Sa recette miracle : « Il n’y a aucune règle pour photographier quelqu’un, surtout quand il s’agit de gens qui le sont sans cesse. Moi, j’aime être assez près. Les yeux ont de l’importance, et si vous n’avez aucune idée, cela peut vous sauver. Ce n’est pas dur de portraiturer quelqu’un, mais il faut du talent. Et le talent, c’est comme l’amour, c’est mystérieux, personne ne sait d’où ça vient. »
Willy Rizzo avait toujours un mot agréable pour ses pairs, ceux de Match (« le plus beau d’entre nous, Jean-Pierre Pedrazzini »), comme ceux qu’il croisait ici et là. Helmut Newton, avec lequel il aimait à parler des paparazzi (« Discrétion, rapidité, patience, telles sont les qualités des paparazzi »).
Ou Irving Penn, côtoyé au temps de Vogue quand Rizzo faisait de la photo de mode : « Il travaillait sans bruit, sans musique, même son assistant devait porter des semelles de crêpe.
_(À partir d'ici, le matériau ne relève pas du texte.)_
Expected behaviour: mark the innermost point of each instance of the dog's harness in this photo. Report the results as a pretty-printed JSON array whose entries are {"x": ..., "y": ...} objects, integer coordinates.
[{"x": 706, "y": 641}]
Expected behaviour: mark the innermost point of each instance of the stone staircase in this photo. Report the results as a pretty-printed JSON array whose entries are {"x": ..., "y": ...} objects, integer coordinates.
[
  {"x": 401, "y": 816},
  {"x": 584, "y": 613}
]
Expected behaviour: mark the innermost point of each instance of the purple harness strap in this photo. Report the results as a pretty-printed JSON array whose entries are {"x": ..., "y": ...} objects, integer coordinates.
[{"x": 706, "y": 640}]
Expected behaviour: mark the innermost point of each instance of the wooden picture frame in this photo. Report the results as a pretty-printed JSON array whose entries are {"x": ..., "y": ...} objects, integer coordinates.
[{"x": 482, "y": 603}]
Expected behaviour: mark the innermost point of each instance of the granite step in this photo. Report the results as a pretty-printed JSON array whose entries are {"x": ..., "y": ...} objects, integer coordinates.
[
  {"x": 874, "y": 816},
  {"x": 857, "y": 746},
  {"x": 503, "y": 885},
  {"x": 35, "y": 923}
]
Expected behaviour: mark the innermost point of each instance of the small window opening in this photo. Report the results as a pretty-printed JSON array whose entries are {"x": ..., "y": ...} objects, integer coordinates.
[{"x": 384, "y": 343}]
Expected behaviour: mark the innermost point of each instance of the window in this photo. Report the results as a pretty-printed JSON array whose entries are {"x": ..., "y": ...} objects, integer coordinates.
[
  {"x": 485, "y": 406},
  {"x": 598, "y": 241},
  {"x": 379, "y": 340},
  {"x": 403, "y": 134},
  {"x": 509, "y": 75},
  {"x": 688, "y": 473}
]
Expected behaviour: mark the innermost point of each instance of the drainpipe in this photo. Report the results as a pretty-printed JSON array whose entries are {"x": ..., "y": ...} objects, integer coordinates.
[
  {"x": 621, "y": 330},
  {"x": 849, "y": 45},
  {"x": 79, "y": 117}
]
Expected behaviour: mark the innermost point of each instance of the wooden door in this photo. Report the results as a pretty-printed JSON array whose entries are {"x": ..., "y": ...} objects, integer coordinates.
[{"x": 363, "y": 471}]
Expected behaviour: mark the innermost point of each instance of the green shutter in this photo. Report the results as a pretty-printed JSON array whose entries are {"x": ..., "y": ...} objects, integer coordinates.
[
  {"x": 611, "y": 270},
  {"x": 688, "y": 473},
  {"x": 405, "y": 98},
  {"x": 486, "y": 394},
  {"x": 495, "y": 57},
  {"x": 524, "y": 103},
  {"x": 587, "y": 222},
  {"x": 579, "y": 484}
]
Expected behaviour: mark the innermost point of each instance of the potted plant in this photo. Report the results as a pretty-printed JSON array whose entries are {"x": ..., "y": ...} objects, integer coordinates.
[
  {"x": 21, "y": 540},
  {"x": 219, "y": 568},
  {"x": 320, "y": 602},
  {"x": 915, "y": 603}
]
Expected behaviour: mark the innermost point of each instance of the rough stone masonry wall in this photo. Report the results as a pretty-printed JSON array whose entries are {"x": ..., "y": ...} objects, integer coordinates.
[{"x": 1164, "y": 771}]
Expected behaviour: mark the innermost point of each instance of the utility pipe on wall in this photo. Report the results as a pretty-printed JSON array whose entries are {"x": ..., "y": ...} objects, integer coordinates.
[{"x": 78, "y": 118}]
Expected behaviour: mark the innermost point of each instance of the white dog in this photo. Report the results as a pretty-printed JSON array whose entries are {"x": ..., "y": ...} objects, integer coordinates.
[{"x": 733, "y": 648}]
Avant chaque prise de vues, il faisait repeindre tout le studio en noir, seule la source de l’objet à photographier était éclairée. Moi non plus, je ne mettais pas de musique, et les filles disaient : “Oh Willy, mets-nous un disque pour qu’on se réveille ”. Mais je refusais, sachant qu’elles allaient m’oublier et ne penser qu’à la musique. Penn, c’est un numismate de la photographie ; pour une robe, il faisait cent photographies. »
Malgré sa fantaisie naturelle, Willy Rizzo était plutôt un photographe classique, un esprit synthétique, même s’il ne manquait pas d’audace. Ainsi lorsqu’il immortalisa Bernadette Lafont en louve romaine, entièrement nue, un portrait « magnifique » qu’adore la galeriste Agathe Gaillard. Ou lorsqu’il accepta les caprices de Salvador Dali, réclamant la scène de l’Opéra avec une danseuse étoile. Ou lorsqu’il fit poser André Pieyre et Bona de Mandiargues, comme s’ils répétaient une pièce d’Harold Pinter, elle, collier de perles, bras nus et mains sur les hanches, lui, à terre, comme terrassé par le trac.
Délaissant la photographie, Willy Rizzo a aussi dessiné du mobilier lorsqu’il vécut à Rome : « La photo et le mobilier, c’est la même gamberge. Je n’avais pas envie d’avoir des meubles suédois avec des posters de Warhol. » Ses meubles – canapés, tables tournantes, consoles, lampes – eurent beaucoup de succès, on peut encore les acheter.
Un temps, il s’y consacra, puis revint à sa passion, la photographie. À laquelle s’associa son épouse Dominique en classant tous ses négatifs empilés dans des valises. « J’ai toujours aimé mon métier, j’en suis fier. Nous avons été parfois considérés comme de faux artistes qui copiaient la vie. Or, c’est l’inverse, nous avons sauvé des visages de l’oubli. »
Certaines citations sont extraites de Mes stars, l’album secret de Willy Rizzo, Filipacchi, écrit en collaboration avec Jean-Pierre de Lucovich & Mémoires d’une galerie, Agathe Gaillard, paru chez Gallimard en 2013.